Fundraising for Sperry Chalet hits initial mark
With summer’s wildfires dying down and historic Sperry Chalet in ruins, longtime employees at Glacier National Park reflected Friday on their experiences at the park and chalet, and thanked donors who have helped fund its recovery.
The workers spoke in Kalispell on the last day of the Glacier National Park Conservancy’s Brown Bag Lunch Speaker Series. The nonprofit has hosted talks around western Montana this week as part of an effort to gain donations during “Give Back to Glacier Week,” when any contributions up to $50,000 will be matched.
“We were very excited to figure out yesterday that we’ve reached our first goal for funding for the stabilization of Sperry [Chalet,]” the organization’s development director, Nikki Eisinger announced to the audience.
“We know that there will be more to come, we know that the national support will be there.”
The first speaker Friday, Wilderness Manager Kyle Johnson, stressed the value of volunteers in an age of rising visitor numbers and flat budgets.
“I have a staff of about 35 volunteers that worked for me this year,” he said. Of that group, “you’re looking at over 5,500 hours of volunteer [labor].”
He said that one of those projects had been stationing a backcountry host at the Fifty Mountain Campground, located in prime grizzly country. Thanks to the host’s work with visitors, “we had no problems with grizzly bears this year.”
But over the years, many hikers have preferred to spend the night indoors — a focus of the next two speakers, Sperry and Granite Park Chalet concessionaire Kevin Warrington, and his business partner, Kathie Phillips Aasheim.
Both reminisced about Warrington’s grandmother, Kay Luding, who came to Glacier with her husband Ross to take over management of the buildings in 1954.
“She was the perfect fit for Sperry,” Warrington remembered. “She fit there. She knew how to make bread, she knew how to sweep the floors, and do all the little things that people just need done, whether you knew it or not.”
He went on to describe her after-dinner accordion-playing, “the weirdest thing to see up in the mountains,” and the “Kay Day” celebration held in 1984, her 30th year of service.
Despite these fond memories, there was no escaping the hit the Chalet took on Aug. 31, when the Sprague Fire gutted its hotel building.
“You can recognize some door hinges, you can recognize some door knobs, and various other little pieces,” Warrington said, his voice tightening and his tone dropping. “The rest of it is just obliterated.”
Even so, he assured the audience that the other buildings had escaped serious harm.
“There’s hope for the old girl,” he said. Doug Mitchell, Glacier Conservancy’s executive director, added that a structural review had found the hotel’s 18-inch-thick rock walls in stable condition.

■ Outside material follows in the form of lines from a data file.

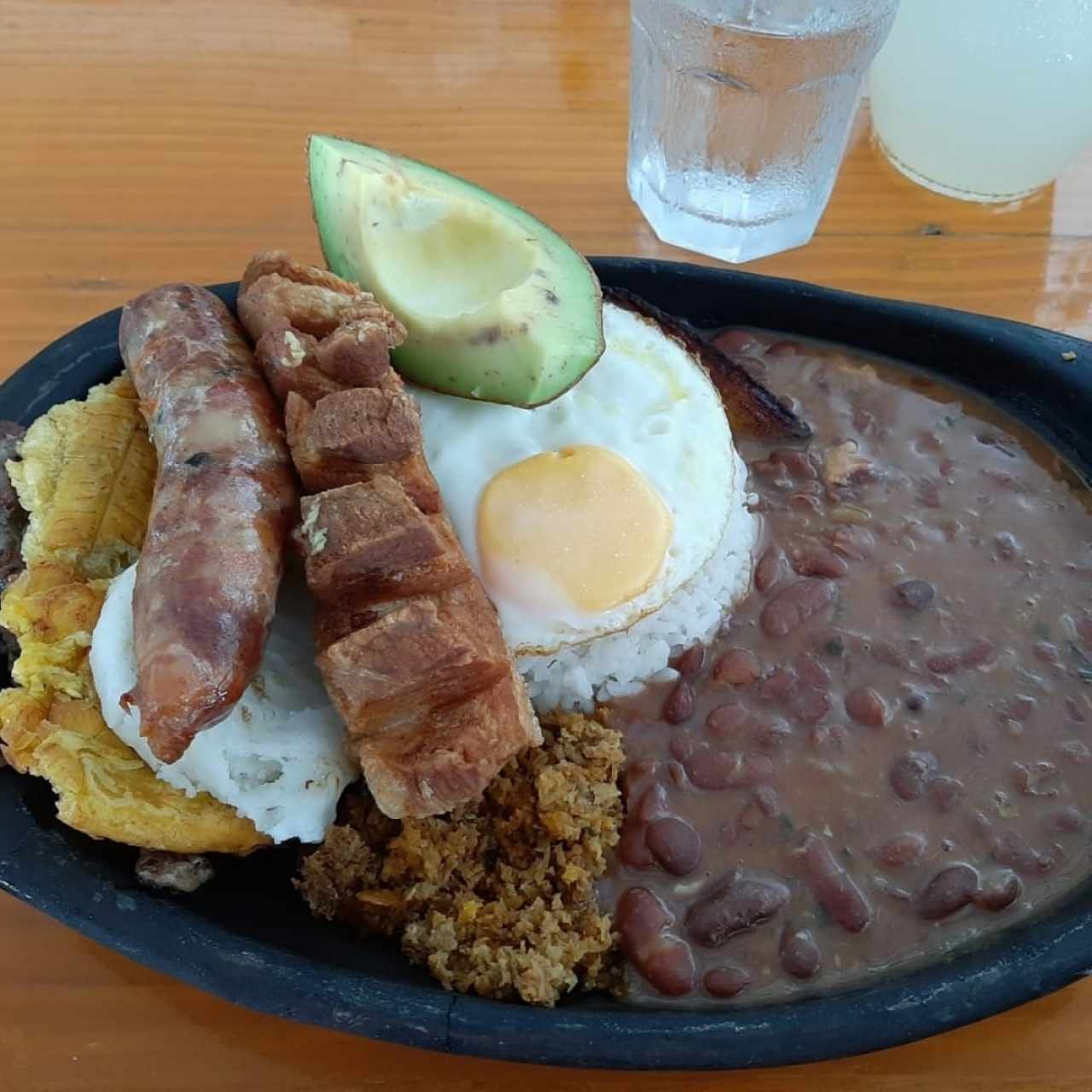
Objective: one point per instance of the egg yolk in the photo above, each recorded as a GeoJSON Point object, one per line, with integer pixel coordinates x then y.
{"type": "Point", "coordinates": [581, 521]}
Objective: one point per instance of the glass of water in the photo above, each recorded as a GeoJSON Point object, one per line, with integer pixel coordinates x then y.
{"type": "Point", "coordinates": [738, 116]}
{"type": "Point", "coordinates": [985, 100]}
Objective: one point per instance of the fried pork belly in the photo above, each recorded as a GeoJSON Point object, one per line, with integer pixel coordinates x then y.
{"type": "Point", "coordinates": [410, 646]}
{"type": "Point", "coordinates": [85, 479]}
{"type": "Point", "coordinates": [497, 897]}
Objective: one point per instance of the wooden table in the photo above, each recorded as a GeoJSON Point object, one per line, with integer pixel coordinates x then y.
{"type": "Point", "coordinates": [164, 141]}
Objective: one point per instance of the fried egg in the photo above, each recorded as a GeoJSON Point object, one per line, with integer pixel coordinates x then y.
{"type": "Point", "coordinates": [279, 758]}
{"type": "Point", "coordinates": [584, 515]}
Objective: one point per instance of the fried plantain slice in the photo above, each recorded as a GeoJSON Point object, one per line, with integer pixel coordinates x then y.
{"type": "Point", "coordinates": [85, 478]}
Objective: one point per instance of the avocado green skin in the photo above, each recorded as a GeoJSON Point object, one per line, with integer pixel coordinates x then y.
{"type": "Point", "coordinates": [526, 358]}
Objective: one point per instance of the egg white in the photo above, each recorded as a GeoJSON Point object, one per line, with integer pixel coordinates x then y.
{"type": "Point", "coordinates": [648, 400]}
{"type": "Point", "coordinates": [279, 758]}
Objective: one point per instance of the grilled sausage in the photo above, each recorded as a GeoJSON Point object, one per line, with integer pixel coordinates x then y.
{"type": "Point", "coordinates": [225, 498]}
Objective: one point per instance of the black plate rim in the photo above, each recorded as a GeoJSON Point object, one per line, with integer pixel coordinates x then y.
{"type": "Point", "coordinates": [35, 857]}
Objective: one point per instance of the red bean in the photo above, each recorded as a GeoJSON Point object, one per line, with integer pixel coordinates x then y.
{"type": "Point", "coordinates": [691, 661]}
{"type": "Point", "coordinates": [770, 569]}
{"type": "Point", "coordinates": [901, 851]}
{"type": "Point", "coordinates": [640, 917]}
{"type": "Point", "coordinates": [956, 659]}
{"type": "Point", "coordinates": [669, 967]}
{"type": "Point", "coordinates": [736, 667]}
{"type": "Point", "coordinates": [675, 845]}
{"type": "Point", "coordinates": [794, 605]}
{"type": "Point", "coordinates": [949, 892]}
{"type": "Point", "coordinates": [735, 905]}
{"type": "Point", "coordinates": [811, 560]}
{"type": "Point", "coordinates": [946, 792]}
{"type": "Point", "coordinates": [725, 981]}
{"type": "Point", "coordinates": [729, 721]}
{"type": "Point", "coordinates": [664, 961]}
{"type": "Point", "coordinates": [833, 886]}
{"type": "Point", "coordinates": [911, 773]}
{"type": "Point", "coordinates": [678, 706]}
{"type": "Point", "coordinates": [866, 706]}
{"type": "Point", "coordinates": [799, 954]}
{"type": "Point", "coordinates": [998, 892]}
{"type": "Point", "coordinates": [711, 769]}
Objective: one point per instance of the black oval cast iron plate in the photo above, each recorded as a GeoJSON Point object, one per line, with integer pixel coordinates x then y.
{"type": "Point", "coordinates": [247, 935]}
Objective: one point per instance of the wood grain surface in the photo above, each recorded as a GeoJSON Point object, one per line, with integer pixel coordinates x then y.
{"type": "Point", "coordinates": [160, 141]}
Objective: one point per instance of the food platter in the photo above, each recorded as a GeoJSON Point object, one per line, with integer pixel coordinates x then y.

The Chalet’s remains are now being stabilized for the winter. The Sperry Action Fund is funding this work.
One of Friday’s attendees, Bob Lager, had driven up from the Dallas to attend the week of events. The retiree told the Daily Inter Lake that he had stayed at Sperry for 20 years.
While Lager recognized that rebuilding would be a “long process,” he said he was “hopeful” the hotel would rise again.
“One of the greatest experiences an individual could ever have is to spend a night at Sperry.”